Question

The Vapor pressure of benzene is 100.0 mmHg at 26.1 degrees celsius. Calculate the vapor pressure of a solution containing 23.5 g of camphor (C10H16O) dissolved in 97.2 g of benzene. Camphor is a low votality solid

Answer 1

@Photon336

Answer 2

Moles C10H16O = 23.5 g/ 153.23 g/mol = 0.161
Moles benzene = 97.2 g / 78.1121 g/mol = 1.26
Mole fraction benzene = 1.24 / 1.24 + 0.153 = .959
vapor pressure = 100 x 0.959 = 95.945 mm Hg

Answer 3

@Photon336 I'll be back in a few hours.

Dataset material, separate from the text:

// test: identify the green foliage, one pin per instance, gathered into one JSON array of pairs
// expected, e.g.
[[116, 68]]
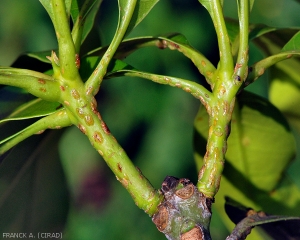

Sorry I didn't get back to you earlier.

Answer 4

@tatianagomezb

Answer 5

\[P_{vapor~pressure} = P_{V/pressure~pure~benzene}*X_{mol fraction

Benzene}+P_{V/Ppressure pure camphor}*X_{mol fraction camphor}\]

Answer 6

Moles of benzene = 1.26
Moles of camphor = 0.161

Total #moles
\[Benzene+Camphor = (1.26+0.161) = 1.421_{moles~total}\]

Mole fraction of benzene
\[X_{BENZENE} = (\frac{ 1.26 }{ 1.421 }) = 0.887 \]

Mole fraction of Camphor
\[X_{CAMPHOR} = (\frac{ 0.161 }{ 1.421 }) = 0.113\]


\[P_ {vapor~pressure} = P^{0}X_{BENZENE} +P^{0}X_{CAMPHOR} \]

Answer 7

\[VaporPressure~Camphor~25^{0}C = 0.65mmHG\]


\[VaporPressure~of~Benzene 100~mmHG~26.1^{0}C\]

\[(100~mmHG)*(0.887)+(0.65mmHG)(0.113) = 88.77~mmHG \]

Answer 8

I saw what you did and you were correct when you had to calculate the mole fraction, you needed to do that. But I also think that you needed to take into account the amount of camphor you put in too as well as the vapor pressure of pure camphor. You have to dig around to find the numbers but this reaction is happening around approximately 25C

Answer 9

remember vapor pressure of pure substances changes as temperature changes so you would need the value of the vapor pressure at that particular temperature.

Answer 10

@Photon336 I knew I was close but I got tripped up towards the end. Thanks for the help.